“Stories teach us how to live, and why.”
– The Storyteller, Arabian Nights
All this time and I have actually never discussed this, one of my most favorite quotes of all time. Go figure!
I love this quote because it speaks to what I love about stories and storytelling, namely, that they present to us lessons and truths and questions that need to be asked, and they do so in such a way that we remember. Stories stay with us long, long after the telling of them is done, and we can always revisit them and learn more. They reflect us, our nature as humans and the world we live in, and they push us. They challenge us without provoking our tempers, and they explain how we can apply the lessons they teach.
The stories we tell are the ultimate vessels of truth, and the ultimate expression of our souls.

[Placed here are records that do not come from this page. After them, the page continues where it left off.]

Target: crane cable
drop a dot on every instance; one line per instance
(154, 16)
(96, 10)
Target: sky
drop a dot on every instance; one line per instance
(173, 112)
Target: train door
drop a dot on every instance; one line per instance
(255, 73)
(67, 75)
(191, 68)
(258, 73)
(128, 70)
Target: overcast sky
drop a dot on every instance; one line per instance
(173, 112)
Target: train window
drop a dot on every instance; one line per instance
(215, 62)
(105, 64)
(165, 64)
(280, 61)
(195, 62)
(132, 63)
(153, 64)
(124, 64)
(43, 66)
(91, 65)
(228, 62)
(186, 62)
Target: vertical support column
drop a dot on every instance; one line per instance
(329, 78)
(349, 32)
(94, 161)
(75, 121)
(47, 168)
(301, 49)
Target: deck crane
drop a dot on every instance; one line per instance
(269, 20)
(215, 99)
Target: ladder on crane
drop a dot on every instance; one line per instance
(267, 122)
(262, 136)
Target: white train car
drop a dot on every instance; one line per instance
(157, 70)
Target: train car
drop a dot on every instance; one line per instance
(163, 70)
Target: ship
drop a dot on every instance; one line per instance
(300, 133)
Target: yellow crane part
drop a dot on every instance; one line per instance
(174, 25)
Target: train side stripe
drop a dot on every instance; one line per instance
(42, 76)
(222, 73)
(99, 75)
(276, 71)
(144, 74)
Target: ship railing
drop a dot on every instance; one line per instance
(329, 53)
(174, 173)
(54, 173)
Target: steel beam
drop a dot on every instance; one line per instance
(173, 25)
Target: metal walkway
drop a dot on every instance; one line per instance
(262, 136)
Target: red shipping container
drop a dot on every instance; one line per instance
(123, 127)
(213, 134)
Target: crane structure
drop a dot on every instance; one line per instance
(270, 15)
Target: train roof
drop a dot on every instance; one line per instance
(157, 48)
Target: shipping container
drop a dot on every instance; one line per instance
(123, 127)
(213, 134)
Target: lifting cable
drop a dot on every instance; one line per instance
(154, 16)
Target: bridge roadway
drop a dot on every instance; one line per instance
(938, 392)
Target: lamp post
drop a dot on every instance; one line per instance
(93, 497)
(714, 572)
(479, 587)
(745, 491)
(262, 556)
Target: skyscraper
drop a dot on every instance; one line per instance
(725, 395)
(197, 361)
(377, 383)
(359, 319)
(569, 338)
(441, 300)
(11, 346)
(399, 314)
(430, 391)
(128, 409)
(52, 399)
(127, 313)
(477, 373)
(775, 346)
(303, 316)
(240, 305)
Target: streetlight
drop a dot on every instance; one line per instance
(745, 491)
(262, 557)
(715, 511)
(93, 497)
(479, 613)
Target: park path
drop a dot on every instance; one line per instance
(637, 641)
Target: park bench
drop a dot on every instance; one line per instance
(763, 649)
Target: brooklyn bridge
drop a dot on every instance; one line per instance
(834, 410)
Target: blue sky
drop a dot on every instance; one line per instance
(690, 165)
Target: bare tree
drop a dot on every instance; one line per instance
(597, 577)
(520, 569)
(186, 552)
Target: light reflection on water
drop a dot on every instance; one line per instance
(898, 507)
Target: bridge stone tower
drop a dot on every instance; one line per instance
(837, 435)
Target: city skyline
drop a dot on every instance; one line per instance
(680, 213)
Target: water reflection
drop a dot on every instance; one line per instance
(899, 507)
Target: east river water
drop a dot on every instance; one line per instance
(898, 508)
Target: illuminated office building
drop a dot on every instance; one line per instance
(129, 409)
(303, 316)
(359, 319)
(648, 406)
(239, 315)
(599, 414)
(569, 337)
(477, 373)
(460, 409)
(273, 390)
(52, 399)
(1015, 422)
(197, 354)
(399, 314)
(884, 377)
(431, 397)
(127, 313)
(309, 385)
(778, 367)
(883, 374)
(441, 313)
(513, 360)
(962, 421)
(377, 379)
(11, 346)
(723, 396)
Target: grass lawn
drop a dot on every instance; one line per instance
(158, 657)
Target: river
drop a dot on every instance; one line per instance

That applies to stories which are true, and stories which are fictitious… and, of course, to stories that are a bit of both. 😉
In the miniseries Arabian Nights, the stories that Scheherazade tells her husband each night have a profound impact on him. He is a man who went mad when those he loved and trusted most betrayed and attempted to murder him in the night. It colored his entire perception, and no rational, straight-forward speaking could bring him around, back to reality. But her stories drew him in, each fantastic tale helping him to find his way, to confront the truth of himself, and accept reality again. Thus, he emerged from his madness stable and strong. He applied the lessons she taught him in a climactic battle, but it was the truth he allowed into his soul which saved ultimately saved him and his people, including his queen.
Stories help us process what is real, and emerge with the power of truth in hand. With that power, we become stronger than we were before, and as we rise, we lift those around us as well.
I do not think it is a coincidence that all the great civilizations in the history of the world produced stories, and poetry, and music, and art. Ancient Greece, wherein the seeds of Western Civilization were sown. Elizabethan England, the time of Shakespeare, wherein the hinges of history swung open between the Old World and the New. Ancient Israel, whose religious history was recorded in the Bible, a bedrock of our civilization. And here and now, today, with so many Masters at work as ideas and ideologies clash, and the fate of freedom itself may soon be decided both in tumultuous conflict and backroom whispers and every vote cast. What an exciting time to be alive!
I wonder what stories of today we will tell again in the ages to come. I wonder what our stories will teach others.